I’m a volunteer in the U.S. Coast Guard Auxiliary. We patrol Lake Norman to encourage boater safety. We also wear the uniform.
I delayed purchasing the uniform while I tried to lose weight. The loss was minimal. I finally broke down and ordered it.
Everything fit fine except the belt. It was the exact circumference as my waist. I had to order the extra large belt.
While waiting for it to arrive, I decided to work on my waist. The last time I was at the gym was March 2020. This was 14 months later. While I enjoyed sleeping in instead of going to the gym, I was out of shape. I ignored that fact and decided to hit it hard.
I started with push-ups and sit-ups. OK, I cheated on the push-ups. I was on my knees doing push-ups. It was still hard, but I did two sets of 10. I was going to look like Arnold Schwarzenegger in two weeks.
After that, I laid on my back and started to do a sit-up. Forget cheating, I barely got one-fourth of the way up there. It was more of a gut crunch than a sit-up. But I did something, so I was pleased.
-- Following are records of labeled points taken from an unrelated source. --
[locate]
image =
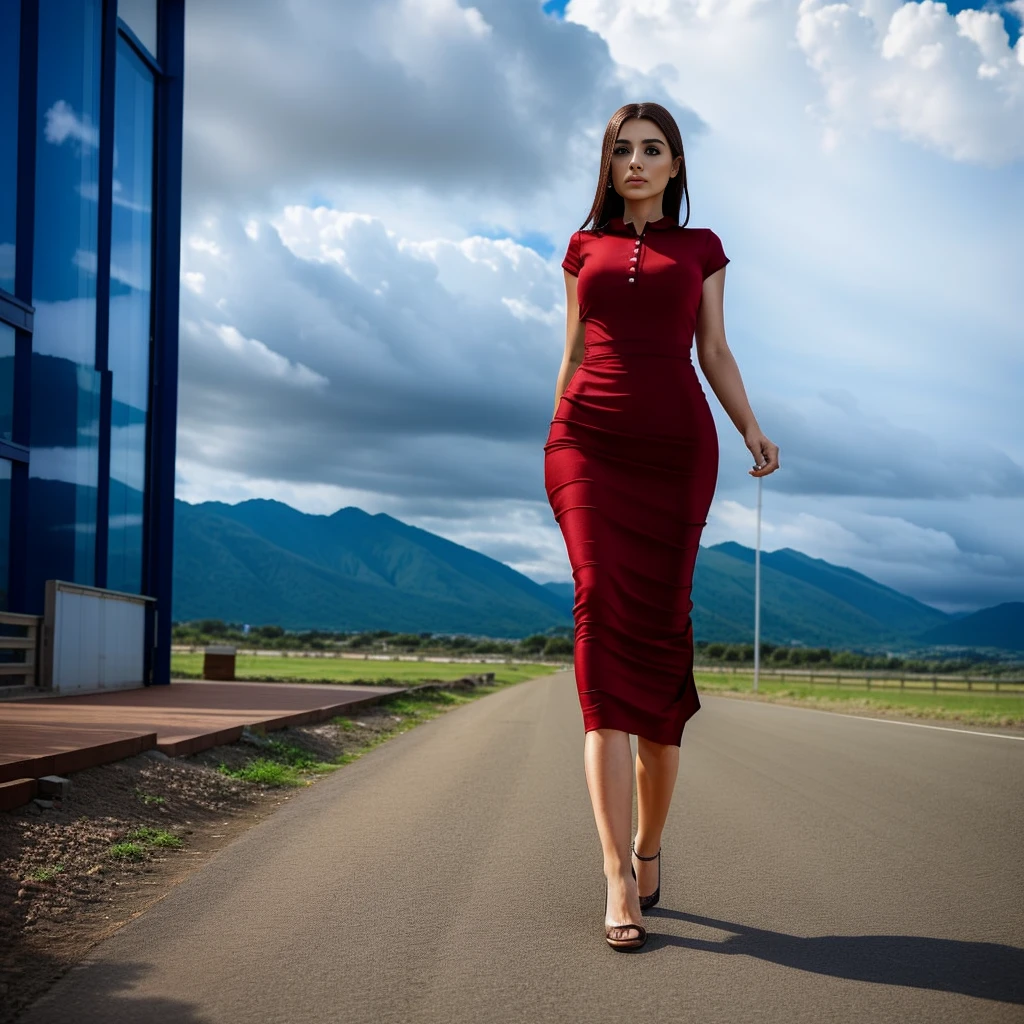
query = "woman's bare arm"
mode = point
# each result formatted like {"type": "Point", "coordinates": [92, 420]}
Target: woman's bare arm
{"type": "Point", "coordinates": [574, 332]}
{"type": "Point", "coordinates": [720, 368]}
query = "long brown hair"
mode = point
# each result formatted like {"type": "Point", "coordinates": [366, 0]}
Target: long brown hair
{"type": "Point", "coordinates": [607, 202]}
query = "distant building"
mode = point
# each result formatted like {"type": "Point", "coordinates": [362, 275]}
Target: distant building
{"type": "Point", "coordinates": [90, 185]}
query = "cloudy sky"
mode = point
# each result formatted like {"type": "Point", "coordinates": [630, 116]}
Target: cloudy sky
{"type": "Point", "coordinates": [378, 197]}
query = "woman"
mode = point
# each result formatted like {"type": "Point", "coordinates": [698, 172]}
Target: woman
{"type": "Point", "coordinates": [631, 464]}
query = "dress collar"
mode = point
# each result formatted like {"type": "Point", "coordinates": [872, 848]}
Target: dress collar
{"type": "Point", "coordinates": [619, 226]}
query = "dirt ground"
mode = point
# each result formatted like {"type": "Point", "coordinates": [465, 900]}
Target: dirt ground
{"type": "Point", "coordinates": [61, 890]}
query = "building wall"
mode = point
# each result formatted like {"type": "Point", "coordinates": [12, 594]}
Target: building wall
{"type": "Point", "coordinates": [90, 151]}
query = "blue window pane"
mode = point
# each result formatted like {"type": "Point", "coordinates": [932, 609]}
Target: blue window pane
{"type": "Point", "coordinates": [140, 16]}
{"type": "Point", "coordinates": [9, 31]}
{"type": "Point", "coordinates": [6, 380]}
{"type": "Point", "coordinates": [131, 271]}
{"type": "Point", "coordinates": [65, 404]}
{"type": "Point", "coordinates": [4, 530]}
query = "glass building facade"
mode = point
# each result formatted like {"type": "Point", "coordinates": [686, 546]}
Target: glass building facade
{"type": "Point", "coordinates": [90, 183]}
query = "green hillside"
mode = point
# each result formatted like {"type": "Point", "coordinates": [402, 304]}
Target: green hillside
{"type": "Point", "coordinates": [262, 561]}
{"type": "Point", "coordinates": [1001, 626]}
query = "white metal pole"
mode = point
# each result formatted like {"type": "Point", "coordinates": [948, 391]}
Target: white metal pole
{"type": "Point", "coordinates": [757, 596]}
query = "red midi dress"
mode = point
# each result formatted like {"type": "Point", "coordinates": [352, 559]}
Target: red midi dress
{"type": "Point", "coordinates": [630, 467]}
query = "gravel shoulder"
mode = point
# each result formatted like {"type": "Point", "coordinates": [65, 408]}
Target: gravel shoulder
{"type": "Point", "coordinates": [127, 833]}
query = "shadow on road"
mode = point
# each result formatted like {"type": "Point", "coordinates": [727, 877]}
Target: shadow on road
{"type": "Point", "coordinates": [99, 995]}
{"type": "Point", "coordinates": [986, 970]}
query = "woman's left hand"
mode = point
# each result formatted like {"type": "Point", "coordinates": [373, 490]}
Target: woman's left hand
{"type": "Point", "coordinates": [764, 452]}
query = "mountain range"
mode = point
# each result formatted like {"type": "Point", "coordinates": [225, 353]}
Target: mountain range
{"type": "Point", "coordinates": [261, 561]}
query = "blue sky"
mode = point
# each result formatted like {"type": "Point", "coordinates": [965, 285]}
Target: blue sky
{"type": "Point", "coordinates": [378, 198]}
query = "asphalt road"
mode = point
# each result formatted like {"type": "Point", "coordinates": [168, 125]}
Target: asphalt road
{"type": "Point", "coordinates": [817, 867]}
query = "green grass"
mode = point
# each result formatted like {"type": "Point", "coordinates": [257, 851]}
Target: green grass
{"type": "Point", "coordinates": [966, 708]}
{"type": "Point", "coordinates": [46, 873]}
{"type": "Point", "coordinates": [127, 851]}
{"type": "Point", "coordinates": [412, 710]}
{"type": "Point", "coordinates": [156, 837]}
{"type": "Point", "coordinates": [265, 771]}
{"type": "Point", "coordinates": [339, 670]}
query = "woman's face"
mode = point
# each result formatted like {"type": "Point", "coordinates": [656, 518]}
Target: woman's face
{"type": "Point", "coordinates": [641, 152]}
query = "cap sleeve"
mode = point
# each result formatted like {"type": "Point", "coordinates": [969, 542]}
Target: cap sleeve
{"type": "Point", "coordinates": [715, 257]}
{"type": "Point", "coordinates": [572, 260]}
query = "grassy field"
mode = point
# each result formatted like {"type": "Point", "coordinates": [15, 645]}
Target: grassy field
{"type": "Point", "coordinates": [330, 670]}
{"type": "Point", "coordinates": [968, 709]}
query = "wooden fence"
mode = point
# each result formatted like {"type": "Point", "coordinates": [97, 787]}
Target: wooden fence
{"type": "Point", "coordinates": [933, 682]}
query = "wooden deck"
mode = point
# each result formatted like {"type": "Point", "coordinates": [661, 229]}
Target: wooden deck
{"type": "Point", "coordinates": [56, 735]}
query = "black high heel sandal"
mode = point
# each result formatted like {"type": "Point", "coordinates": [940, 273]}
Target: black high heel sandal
{"type": "Point", "coordinates": [648, 901]}
{"type": "Point", "coordinates": [624, 944]}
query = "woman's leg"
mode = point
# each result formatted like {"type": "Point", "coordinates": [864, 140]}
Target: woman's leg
{"type": "Point", "coordinates": [657, 766]}
{"type": "Point", "coordinates": [608, 764]}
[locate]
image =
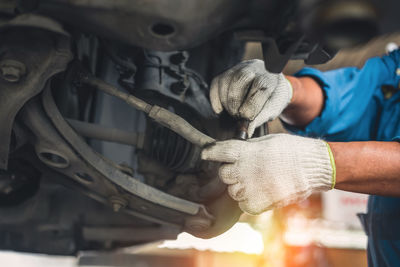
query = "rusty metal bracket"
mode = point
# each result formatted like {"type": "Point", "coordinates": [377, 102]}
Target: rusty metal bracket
{"type": "Point", "coordinates": [130, 184]}
{"type": "Point", "coordinates": [32, 49]}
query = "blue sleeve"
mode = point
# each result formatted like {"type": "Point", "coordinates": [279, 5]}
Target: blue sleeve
{"type": "Point", "coordinates": [352, 99]}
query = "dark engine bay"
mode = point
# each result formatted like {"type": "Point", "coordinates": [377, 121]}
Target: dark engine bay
{"type": "Point", "coordinates": [105, 109]}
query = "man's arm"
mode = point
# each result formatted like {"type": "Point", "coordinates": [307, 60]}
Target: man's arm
{"type": "Point", "coordinates": [368, 167]}
{"type": "Point", "coordinates": [307, 101]}
{"type": "Point", "coordinates": [364, 167]}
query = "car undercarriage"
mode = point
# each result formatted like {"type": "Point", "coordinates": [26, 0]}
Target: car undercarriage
{"type": "Point", "coordinates": [105, 110]}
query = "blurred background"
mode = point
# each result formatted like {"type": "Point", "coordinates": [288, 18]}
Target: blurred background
{"type": "Point", "coordinates": [322, 231]}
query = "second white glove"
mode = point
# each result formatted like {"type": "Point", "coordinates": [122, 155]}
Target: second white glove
{"type": "Point", "coordinates": [249, 91]}
{"type": "Point", "coordinates": [274, 170]}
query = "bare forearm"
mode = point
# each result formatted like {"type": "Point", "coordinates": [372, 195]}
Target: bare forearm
{"type": "Point", "coordinates": [307, 101]}
{"type": "Point", "coordinates": [368, 167]}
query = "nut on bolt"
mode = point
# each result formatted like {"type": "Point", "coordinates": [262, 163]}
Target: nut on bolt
{"type": "Point", "coordinates": [12, 70]}
{"type": "Point", "coordinates": [197, 224]}
{"type": "Point", "coordinates": [118, 203]}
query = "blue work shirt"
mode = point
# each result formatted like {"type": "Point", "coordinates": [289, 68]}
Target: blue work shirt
{"type": "Point", "coordinates": [361, 105]}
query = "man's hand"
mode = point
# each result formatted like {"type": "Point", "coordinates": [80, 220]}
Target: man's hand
{"type": "Point", "coordinates": [273, 171]}
{"type": "Point", "coordinates": [249, 91]}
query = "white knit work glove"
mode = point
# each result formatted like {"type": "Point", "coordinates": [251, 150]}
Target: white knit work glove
{"type": "Point", "coordinates": [274, 170]}
{"type": "Point", "coordinates": [249, 91]}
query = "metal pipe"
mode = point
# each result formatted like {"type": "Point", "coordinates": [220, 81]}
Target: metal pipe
{"type": "Point", "coordinates": [159, 114]}
{"type": "Point", "coordinates": [99, 132]}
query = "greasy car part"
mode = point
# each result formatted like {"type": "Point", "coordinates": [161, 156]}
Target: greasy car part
{"type": "Point", "coordinates": [227, 213]}
{"type": "Point", "coordinates": [25, 69]}
{"type": "Point", "coordinates": [164, 75]}
{"type": "Point", "coordinates": [159, 25]}
{"type": "Point", "coordinates": [170, 149]}
{"type": "Point", "coordinates": [159, 114]}
{"type": "Point", "coordinates": [47, 140]}
{"type": "Point", "coordinates": [182, 24]}
{"type": "Point", "coordinates": [95, 131]}
{"type": "Point", "coordinates": [18, 184]}
{"type": "Point", "coordinates": [133, 186]}
{"type": "Point", "coordinates": [61, 216]}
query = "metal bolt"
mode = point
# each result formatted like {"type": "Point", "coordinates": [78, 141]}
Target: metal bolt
{"type": "Point", "coordinates": [118, 203]}
{"type": "Point", "coordinates": [197, 223]}
{"type": "Point", "coordinates": [116, 207]}
{"type": "Point", "coordinates": [12, 70]}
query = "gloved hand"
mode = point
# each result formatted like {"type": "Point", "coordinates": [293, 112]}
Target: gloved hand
{"type": "Point", "coordinates": [249, 91]}
{"type": "Point", "coordinates": [274, 170]}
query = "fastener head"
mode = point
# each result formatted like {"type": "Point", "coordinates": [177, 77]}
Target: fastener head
{"type": "Point", "coordinates": [12, 70]}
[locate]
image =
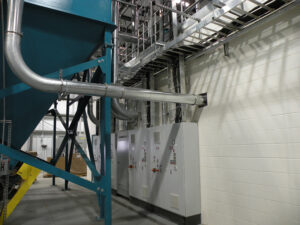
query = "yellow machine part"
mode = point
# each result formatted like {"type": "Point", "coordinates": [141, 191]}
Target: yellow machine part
{"type": "Point", "coordinates": [28, 175]}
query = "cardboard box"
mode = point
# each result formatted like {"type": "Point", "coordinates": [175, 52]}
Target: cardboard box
{"type": "Point", "coordinates": [78, 166]}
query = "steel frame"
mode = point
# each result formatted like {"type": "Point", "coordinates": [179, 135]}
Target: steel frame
{"type": "Point", "coordinates": [101, 183]}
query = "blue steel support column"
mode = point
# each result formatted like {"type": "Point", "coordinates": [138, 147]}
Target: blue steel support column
{"type": "Point", "coordinates": [54, 139]}
{"type": "Point", "coordinates": [105, 123]}
{"type": "Point", "coordinates": [67, 144]}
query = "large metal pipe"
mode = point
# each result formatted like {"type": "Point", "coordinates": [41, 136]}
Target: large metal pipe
{"type": "Point", "coordinates": [25, 74]}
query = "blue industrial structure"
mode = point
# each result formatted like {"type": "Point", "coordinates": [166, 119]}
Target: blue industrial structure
{"type": "Point", "coordinates": [61, 36]}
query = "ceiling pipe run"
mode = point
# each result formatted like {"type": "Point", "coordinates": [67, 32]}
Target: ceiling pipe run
{"type": "Point", "coordinates": [25, 74]}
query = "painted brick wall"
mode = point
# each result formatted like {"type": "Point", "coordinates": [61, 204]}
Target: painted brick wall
{"type": "Point", "coordinates": [250, 132]}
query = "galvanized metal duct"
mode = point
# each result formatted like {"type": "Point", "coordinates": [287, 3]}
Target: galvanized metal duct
{"type": "Point", "coordinates": [25, 74]}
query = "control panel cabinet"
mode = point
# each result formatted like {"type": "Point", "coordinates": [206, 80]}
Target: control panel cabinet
{"type": "Point", "coordinates": [97, 156]}
{"type": "Point", "coordinates": [175, 169]}
{"type": "Point", "coordinates": [139, 164]}
{"type": "Point", "coordinates": [123, 163]}
{"type": "Point", "coordinates": [113, 162]}
{"type": "Point", "coordinates": [163, 167]}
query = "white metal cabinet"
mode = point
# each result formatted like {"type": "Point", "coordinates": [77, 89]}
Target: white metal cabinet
{"type": "Point", "coordinates": [122, 163]}
{"type": "Point", "coordinates": [139, 167]}
{"type": "Point", "coordinates": [113, 162]}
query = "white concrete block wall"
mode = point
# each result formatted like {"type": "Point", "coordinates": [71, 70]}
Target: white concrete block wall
{"type": "Point", "coordinates": [250, 132]}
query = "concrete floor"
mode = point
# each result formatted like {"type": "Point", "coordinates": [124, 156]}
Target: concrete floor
{"type": "Point", "coordinates": [46, 204]}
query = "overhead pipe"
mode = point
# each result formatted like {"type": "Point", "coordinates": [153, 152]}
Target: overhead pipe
{"type": "Point", "coordinates": [25, 74]}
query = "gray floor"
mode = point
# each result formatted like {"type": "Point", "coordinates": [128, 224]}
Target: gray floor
{"type": "Point", "coordinates": [46, 204]}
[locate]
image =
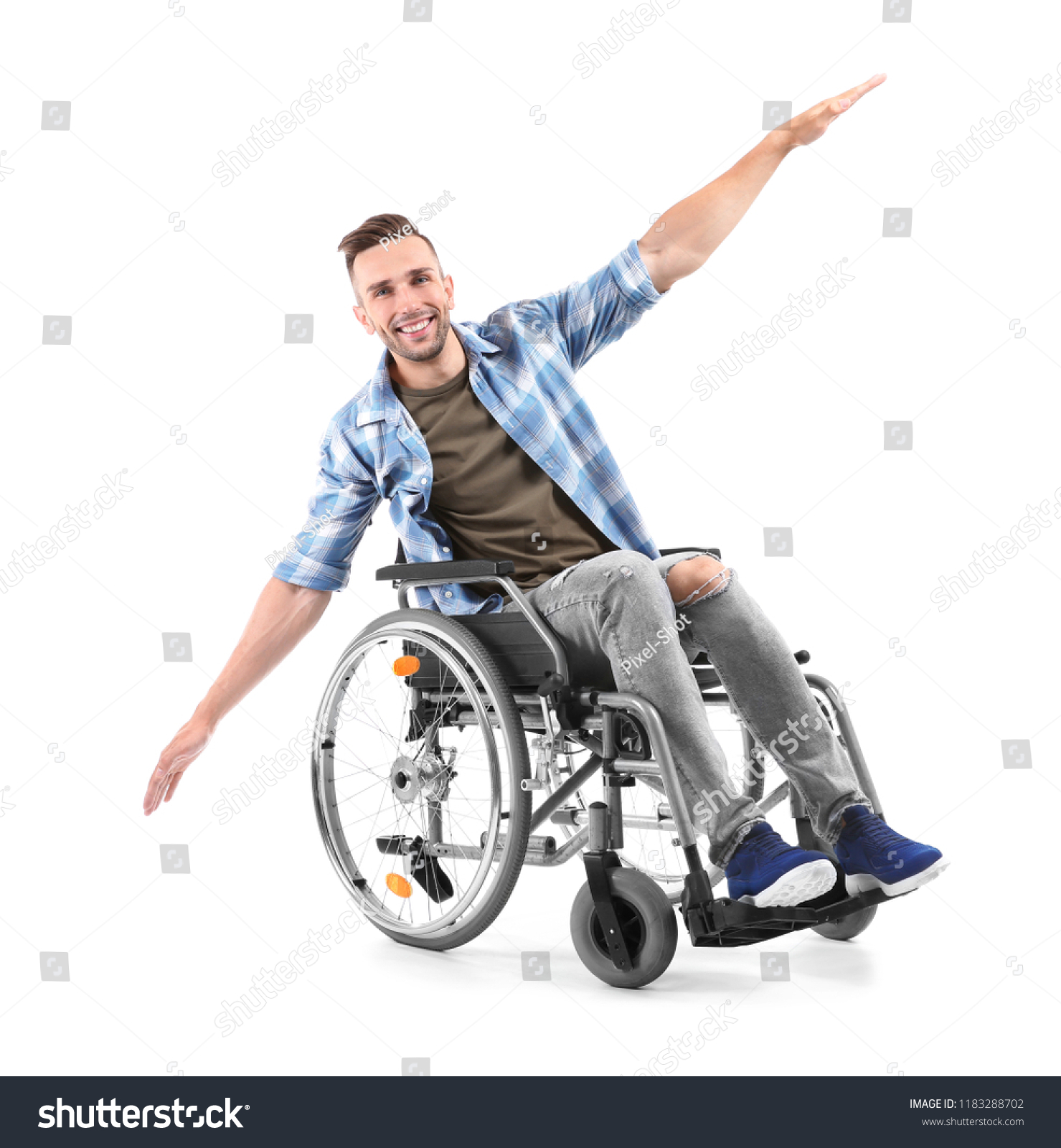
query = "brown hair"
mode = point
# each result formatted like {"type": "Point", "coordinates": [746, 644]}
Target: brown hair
{"type": "Point", "coordinates": [374, 231]}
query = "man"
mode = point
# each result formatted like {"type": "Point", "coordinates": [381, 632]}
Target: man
{"type": "Point", "coordinates": [478, 439]}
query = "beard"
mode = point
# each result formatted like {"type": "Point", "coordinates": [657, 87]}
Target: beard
{"type": "Point", "coordinates": [418, 353]}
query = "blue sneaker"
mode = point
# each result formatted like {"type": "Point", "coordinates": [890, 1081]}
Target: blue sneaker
{"type": "Point", "coordinates": [768, 872]}
{"type": "Point", "coordinates": [873, 855]}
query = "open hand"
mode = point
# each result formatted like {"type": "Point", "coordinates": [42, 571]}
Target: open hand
{"type": "Point", "coordinates": [191, 740]}
{"type": "Point", "coordinates": [811, 126]}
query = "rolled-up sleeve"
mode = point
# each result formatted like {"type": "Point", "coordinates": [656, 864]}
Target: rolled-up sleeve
{"type": "Point", "coordinates": [340, 509]}
{"type": "Point", "coordinates": [593, 313]}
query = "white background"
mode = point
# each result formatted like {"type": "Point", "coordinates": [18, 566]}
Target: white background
{"type": "Point", "coordinates": [184, 327]}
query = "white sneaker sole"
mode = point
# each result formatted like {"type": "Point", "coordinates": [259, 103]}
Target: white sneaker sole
{"type": "Point", "coordinates": [801, 884]}
{"type": "Point", "coordinates": [864, 882]}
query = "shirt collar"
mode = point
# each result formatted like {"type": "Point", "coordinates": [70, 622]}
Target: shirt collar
{"type": "Point", "coordinates": [382, 403]}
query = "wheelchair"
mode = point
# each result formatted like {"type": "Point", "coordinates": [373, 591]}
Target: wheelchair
{"type": "Point", "coordinates": [432, 738]}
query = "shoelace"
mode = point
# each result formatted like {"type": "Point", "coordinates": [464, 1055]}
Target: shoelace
{"type": "Point", "coordinates": [770, 845]}
{"type": "Point", "coordinates": [880, 835]}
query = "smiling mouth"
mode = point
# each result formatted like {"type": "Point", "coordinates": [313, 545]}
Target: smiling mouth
{"type": "Point", "coordinates": [416, 330]}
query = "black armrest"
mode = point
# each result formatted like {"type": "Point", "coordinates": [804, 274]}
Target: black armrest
{"type": "Point", "coordinates": [678, 550]}
{"type": "Point", "coordinates": [445, 572]}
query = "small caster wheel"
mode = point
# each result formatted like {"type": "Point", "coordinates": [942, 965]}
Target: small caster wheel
{"type": "Point", "coordinates": [649, 928]}
{"type": "Point", "coordinates": [849, 927]}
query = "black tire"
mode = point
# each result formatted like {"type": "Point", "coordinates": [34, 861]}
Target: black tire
{"type": "Point", "coordinates": [649, 927]}
{"type": "Point", "coordinates": [518, 824]}
{"type": "Point", "coordinates": [847, 928]}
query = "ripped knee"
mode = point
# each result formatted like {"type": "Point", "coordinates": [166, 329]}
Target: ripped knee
{"type": "Point", "coordinates": [695, 579]}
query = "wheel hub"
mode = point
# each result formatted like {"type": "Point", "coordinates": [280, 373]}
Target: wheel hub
{"type": "Point", "coordinates": [428, 775]}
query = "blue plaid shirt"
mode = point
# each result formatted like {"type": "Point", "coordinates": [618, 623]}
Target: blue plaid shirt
{"type": "Point", "coordinates": [522, 365]}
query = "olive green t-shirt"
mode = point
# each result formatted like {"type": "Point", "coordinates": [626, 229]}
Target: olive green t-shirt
{"type": "Point", "coordinates": [489, 497]}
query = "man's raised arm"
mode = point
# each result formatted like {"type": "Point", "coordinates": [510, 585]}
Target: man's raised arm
{"type": "Point", "coordinates": [689, 232]}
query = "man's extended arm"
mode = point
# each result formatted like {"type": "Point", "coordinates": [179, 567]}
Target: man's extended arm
{"type": "Point", "coordinates": [688, 233]}
{"type": "Point", "coordinates": [283, 616]}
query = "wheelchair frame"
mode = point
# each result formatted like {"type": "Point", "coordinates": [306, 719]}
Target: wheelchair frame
{"type": "Point", "coordinates": [577, 712]}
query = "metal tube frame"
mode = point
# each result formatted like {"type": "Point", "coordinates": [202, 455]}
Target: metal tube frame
{"type": "Point", "coordinates": [648, 713]}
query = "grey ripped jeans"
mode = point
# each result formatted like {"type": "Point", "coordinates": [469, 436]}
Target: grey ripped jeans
{"type": "Point", "coordinates": [618, 608]}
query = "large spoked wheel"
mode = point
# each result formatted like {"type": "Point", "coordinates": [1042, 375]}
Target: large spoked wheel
{"type": "Point", "coordinates": [649, 928]}
{"type": "Point", "coordinates": [418, 757]}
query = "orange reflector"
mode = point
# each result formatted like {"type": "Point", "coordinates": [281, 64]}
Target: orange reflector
{"type": "Point", "coordinates": [397, 885]}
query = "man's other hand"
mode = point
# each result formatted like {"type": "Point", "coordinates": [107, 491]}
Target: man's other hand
{"type": "Point", "coordinates": [192, 738]}
{"type": "Point", "coordinates": [811, 126]}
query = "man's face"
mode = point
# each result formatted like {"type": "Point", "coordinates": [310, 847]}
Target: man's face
{"type": "Point", "coordinates": [405, 298]}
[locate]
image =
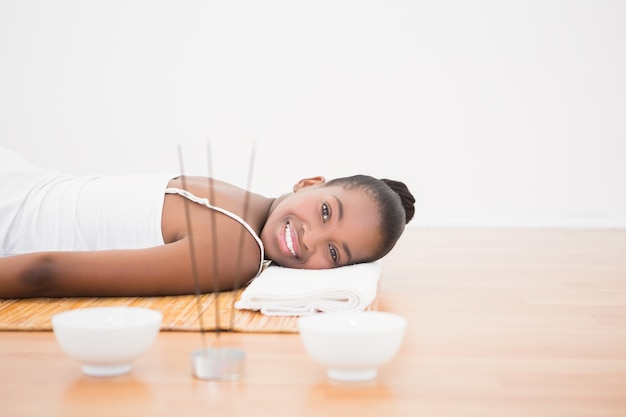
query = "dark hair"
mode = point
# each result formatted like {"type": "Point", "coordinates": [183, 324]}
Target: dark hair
{"type": "Point", "coordinates": [395, 203]}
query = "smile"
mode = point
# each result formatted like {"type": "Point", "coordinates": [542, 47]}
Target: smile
{"type": "Point", "coordinates": [289, 240]}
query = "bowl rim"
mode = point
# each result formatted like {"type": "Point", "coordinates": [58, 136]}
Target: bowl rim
{"type": "Point", "coordinates": [312, 322]}
{"type": "Point", "coordinates": [66, 318]}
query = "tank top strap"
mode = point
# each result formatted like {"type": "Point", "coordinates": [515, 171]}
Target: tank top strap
{"type": "Point", "coordinates": [205, 202]}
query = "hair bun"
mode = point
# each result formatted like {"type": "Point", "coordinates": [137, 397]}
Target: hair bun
{"type": "Point", "coordinates": [407, 199]}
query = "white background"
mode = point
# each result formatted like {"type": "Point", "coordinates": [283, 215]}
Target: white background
{"type": "Point", "coordinates": [495, 113]}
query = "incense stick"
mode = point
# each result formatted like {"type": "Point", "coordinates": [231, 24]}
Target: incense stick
{"type": "Point", "coordinates": [246, 205]}
{"type": "Point", "coordinates": [216, 286]}
{"type": "Point", "coordinates": [194, 263]}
The next morning, I did a rotation of 10 push-ups and then 10 sit-ups. But I would not go part of the way up with the sit-ups. I would go all the way. I used my arms to get momentum and managed to squeak out two sets of 10 sit-ups.
Day three I would not be deterred. Again, I did a rotation of 10 push-ups and 10 sit-ups. This day I would do the sit-ups correctly. I was going to be buff.
Day four did not go the way I expected. Same rotation of 10 push-ups and 10 sit-ups. The latter would be done correctly. There would be no arms to gain momentum. But as I went to do sit-ups, my gut said, “Not today.” It wouldn’t move. It was not just sore. It was screaming: “I don’t care if you want to look like Arnold Schwarzenegger. I am done. I will no longer do sit-ups. I quit.”
After that, I would alternate my routine every other day as I should have done. But my body said, “Too late. I quit.” In fact, I found myself in pain. My core was in pain. My back was screaming. I thought my life was over.
It took several days until my body began to recovery. Tylenol was my friend those days. What did I do?
I acted like an addict. If a little bit is helpful, a lot will be the salvation of this problem. Addictive behavior doesn’t know the balance in the middle. We live in pendulum swings of not working out for 14 months and then throwing the pendulum to the other extreme by making up for that time in four short days. It’s been said that an addict only knows “normal” for the brief second they go from the far left of the pendulum to the far right of it.
Do I need to get in shape? Yes. Do I need to start slowly and work up to where I was before COVD-19? Yes. It’s getting the pendulum in the middle where will I find peace and serenity.
I’ll be back soon. Until then, live well my friend.